MARMC is a ship-repair support depot and drydocking facility in Norfolk, Virginia. At any given time it is home to several hundred servicemembers who have been reassigned from the fleet because of a physical or mental inability to serve on board, along with several dozen others who are awaiting separation. In October and November, four sailors attached to MARMC - ET2(SW) Kody Decker, ETSN Cameron Armstrong, MMFN Deonte Autry, and FC2 Janelle Holder - took their own lives using privately-owned firearms. 

A counselor who was brought in to help out in the wake of the suicides last year told NBC that she was "inundated with the amount of hopelessness at that command." The Navy ordered a command investigation, and in its report released last week, the team found no direct correlation or connection between the incidents. However, it did find a troubling lack of communication between the local military treatment facility - where the deceased sought help - and the MARMC command's deployability coordinator.

The investigation team suggested that this lack of communication is not limited to MARMC, but may also be found in other commands like it. "The resultant information gaps led to blind spots with respect to individual [limited duty] Sailors which the CI Team characterizes as a contributing factor," the team reported. Likewise, the "absence of a thorough or thoughtful turnover/transfer" when transferring a troubled sailor to MARMC may be "creating blind spots" regarding each sailor's needs. 
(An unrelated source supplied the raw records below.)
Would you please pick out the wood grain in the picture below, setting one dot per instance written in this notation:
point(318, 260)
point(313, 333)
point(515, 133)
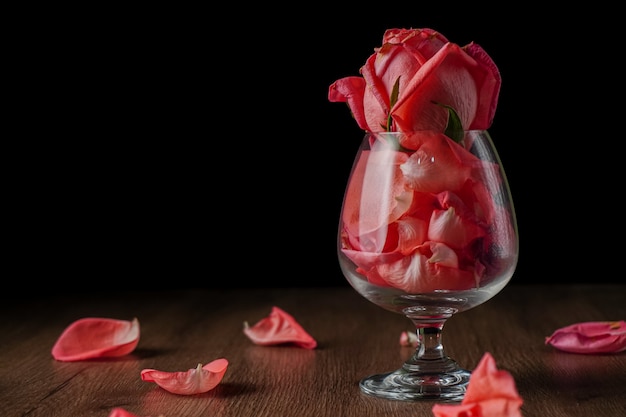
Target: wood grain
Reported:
point(180, 329)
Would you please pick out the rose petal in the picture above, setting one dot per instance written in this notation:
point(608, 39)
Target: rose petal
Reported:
point(590, 337)
point(408, 339)
point(120, 412)
point(279, 327)
point(91, 337)
point(490, 393)
point(194, 381)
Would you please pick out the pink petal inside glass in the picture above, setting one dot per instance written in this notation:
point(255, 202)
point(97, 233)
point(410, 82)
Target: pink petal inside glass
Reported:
point(490, 393)
point(194, 381)
point(91, 337)
point(590, 337)
point(278, 328)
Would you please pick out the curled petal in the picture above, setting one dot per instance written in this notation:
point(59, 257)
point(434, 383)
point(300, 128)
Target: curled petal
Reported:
point(120, 412)
point(93, 337)
point(277, 328)
point(408, 339)
point(490, 393)
point(590, 337)
point(194, 381)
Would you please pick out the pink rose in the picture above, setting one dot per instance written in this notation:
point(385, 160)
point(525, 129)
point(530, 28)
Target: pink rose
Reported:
point(408, 82)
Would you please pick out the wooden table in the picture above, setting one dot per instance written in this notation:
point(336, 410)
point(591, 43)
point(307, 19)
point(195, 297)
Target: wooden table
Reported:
point(182, 328)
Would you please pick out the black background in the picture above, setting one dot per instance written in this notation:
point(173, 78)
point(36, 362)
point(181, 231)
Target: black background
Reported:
point(185, 148)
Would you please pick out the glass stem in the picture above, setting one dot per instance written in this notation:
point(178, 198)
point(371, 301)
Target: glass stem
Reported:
point(430, 356)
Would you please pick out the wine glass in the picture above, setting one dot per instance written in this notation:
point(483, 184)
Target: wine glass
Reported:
point(428, 230)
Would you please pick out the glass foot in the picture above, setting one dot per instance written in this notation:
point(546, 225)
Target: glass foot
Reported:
point(412, 386)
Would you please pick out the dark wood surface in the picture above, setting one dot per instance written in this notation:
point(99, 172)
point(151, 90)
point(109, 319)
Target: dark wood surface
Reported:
point(182, 328)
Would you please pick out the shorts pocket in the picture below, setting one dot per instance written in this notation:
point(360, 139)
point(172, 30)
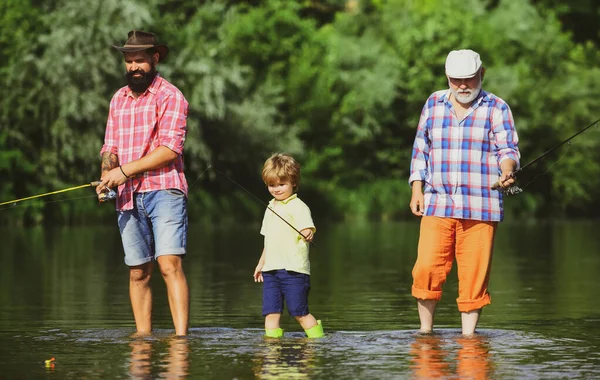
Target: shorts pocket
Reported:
point(175, 192)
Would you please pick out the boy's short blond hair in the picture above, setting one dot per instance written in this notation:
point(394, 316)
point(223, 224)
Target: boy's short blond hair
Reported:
point(281, 167)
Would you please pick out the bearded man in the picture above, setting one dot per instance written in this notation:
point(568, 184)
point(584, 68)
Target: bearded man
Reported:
point(465, 140)
point(142, 156)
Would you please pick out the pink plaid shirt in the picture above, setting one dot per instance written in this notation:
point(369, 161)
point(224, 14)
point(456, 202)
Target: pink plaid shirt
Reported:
point(137, 126)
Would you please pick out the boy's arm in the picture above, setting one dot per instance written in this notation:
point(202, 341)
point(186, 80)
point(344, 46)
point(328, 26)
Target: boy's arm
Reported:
point(258, 270)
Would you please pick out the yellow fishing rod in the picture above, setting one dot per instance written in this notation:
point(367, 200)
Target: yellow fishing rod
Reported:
point(108, 196)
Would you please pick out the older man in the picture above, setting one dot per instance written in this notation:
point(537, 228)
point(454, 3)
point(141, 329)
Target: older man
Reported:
point(465, 140)
point(142, 155)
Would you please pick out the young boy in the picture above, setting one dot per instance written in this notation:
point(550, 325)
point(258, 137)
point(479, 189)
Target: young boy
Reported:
point(284, 266)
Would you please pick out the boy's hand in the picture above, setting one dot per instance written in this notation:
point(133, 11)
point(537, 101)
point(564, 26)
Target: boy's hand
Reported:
point(307, 234)
point(258, 273)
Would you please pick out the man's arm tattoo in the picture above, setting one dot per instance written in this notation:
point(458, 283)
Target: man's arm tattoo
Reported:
point(109, 161)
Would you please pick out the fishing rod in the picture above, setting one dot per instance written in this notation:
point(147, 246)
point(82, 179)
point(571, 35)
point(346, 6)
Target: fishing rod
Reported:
point(258, 200)
point(111, 194)
point(513, 190)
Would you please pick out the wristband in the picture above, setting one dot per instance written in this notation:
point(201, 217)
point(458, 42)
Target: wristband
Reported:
point(120, 167)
Beyond these adjustments in command policy, the team leveled a broader critique: it suggested that putting hundreds of limited duty sailors into a large maintenance center may not be the best way to rehabilitate them for regular duty status. The team noted that this appears to be reflected in service-wide performance. While the Navy's goal is to return limited duty personnel to their normal stations - where they are needed due to a serious recruiting shortfall - this only occurs 37 percent of the time.   

A recent, parallel review by the Naval Audit Service found similar service-wide shortcomings in suicide prevention. Across the Navy, the audit found, commands have "failed to fully implement" the Navy's suicide prevention program guidelines. Auditors determined that required Crisis Response Plans had not been fully developed and annual crisis response drills had not been conducted.

These findings accompany a new HR policy memo from Secretary of the Navy Carlos Del Toro and CNO Adm. Mike Gilday, which enumerates basic new rights for enlisted sailors. These include (among others) a "deliberate strategy for strengthening their mental and physical health" and "access to full and direct support" if they cannot perform their duties.